One of the most common thyroid surgeries is a strumectomy. The technique of the most frequently used operation was developed by O. V. Nikolaev (1964). It is called subtotal subcapsular resection of the thyroid gland. Surgical access is carried out by a horizontal arc-shaped incision 1-2 cm above the jugular notch of the sternum 8-12 cm long along one of the transverse skin folds ("collar" incision). When dissecting soft tissues, a thorough ligation of the vessels is performed. The resulting flaps, including the skin, subcutaneous tissue and superficial fascia, are peeled off in a blunt way and bred up and down. The sternohyoid muscles are transversely crossed. After the introduction of novocaine under the sternothyroid muscles and into the fascial sheath of the thyroid gland, the muscles are moved apart from the midline, and the parietal sheet of the 4th fascia of the neck is dissected. By displacing the edges of the dissected fascia in a blunt way, they provide an approach to the thyroid gland and begin to perform an operative technique. The allocation of the organ begins with the "dislocation" of the gland, usually from the right lobe, depending on the situation from the upper or lower poles. After the release of the right lobe, the isthmus of the thyroid gland is crossed along the probe (or under the control of a finger). As the isthmus is dissected, hemostatic clamps are applied sequentially. Less often, the isthmus is crossed between the clamps, followed by stitching its tissue and tightening the ligatures. This is followed by a "navicular" excision of the tissue of the right lobe of the gland, which is performed under the control of the finger. This moment requires a thorough stop of bleeding and the imposition of a large number of clamps. By controlling the movement of the scalpel with a finger under the gland, a narrow plate of gland tissue is left in the area that is considered a “dangerous” zone, since the recurrent nerve and parathyroid glands are adjacent to it behind. The remaining part of the gland (a plate of tissue of the right and left lobes a few millimeters thick) should be sufficient to prevent hypothyroidism. The medial and lateral edges of the left parenchyma of the gland are sutured to each other in the form of two valves. The bed of the removed gland and the remaining stump is covered by the sternothyroid muscles. Then the sternohyoid muscles crossed during access are sutured and sutures are applied to the skin.

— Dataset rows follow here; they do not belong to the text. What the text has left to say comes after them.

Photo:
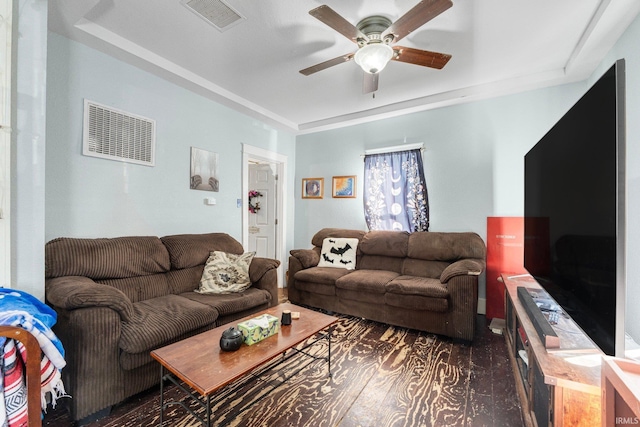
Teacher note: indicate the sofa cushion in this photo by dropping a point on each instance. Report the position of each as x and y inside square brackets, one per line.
[308, 257]
[424, 268]
[226, 273]
[464, 267]
[159, 320]
[338, 252]
[189, 250]
[366, 280]
[226, 304]
[142, 287]
[413, 285]
[386, 243]
[114, 258]
[322, 275]
[416, 302]
[446, 246]
[379, 262]
[319, 237]
[129, 361]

2. Features of primary surgical treatment of neck wounds

Neck wounds have the following features: the wound channel, due to the large displacement of tissues, becomes tortuous and the outflow of wound contents is difficult; often observe simultaneous damage to large vessels and organs of the neck; wounds of the larynx, trachea and esophagus become infected not only from the outside, but also due to the contents; possible aspiration of blood into the respiratory tract, asphyxia. The wound channel is opened widely, the direction of the incision is chosen depending on the localization of the wound. In the medial part of the neck, transverse incisions are preferable, in the region of the sternocleidomastoid muscle - longitudinal incisions corresponding to the direction of its fibers. In the lateral part of the neck, transverse or oblique transverse incisions are made (along the clavicle or subclavian vessels and the brachial plexus). Soft tissues are excised sparingly, as contractures can form as a result of scarring. Extremely carefully excised tissues in the depth of the wound in view of the danger of damage to large vessels and nerves. If it is necessary to cross the veins, they are preliminarily bandaged to prevent air embolism. When performing manipulations in the outer triangle of the neck, it should be remembered that in adults the dome of the pleura protrudes 3 cm above the collarbones. All opened cellular spaces are carefully drained. Surgical treatment of wounds of the larynx and trachea consists in the economical excision of damaged tissues and the obligatory imposition of a tracheostomy.

The damaged pharynx and esophagus are sutured with a double-row suture with synthetic threads, after which not only the paraesophageal and peripharyngeal tissues are drained, but also the posterior mediastinum.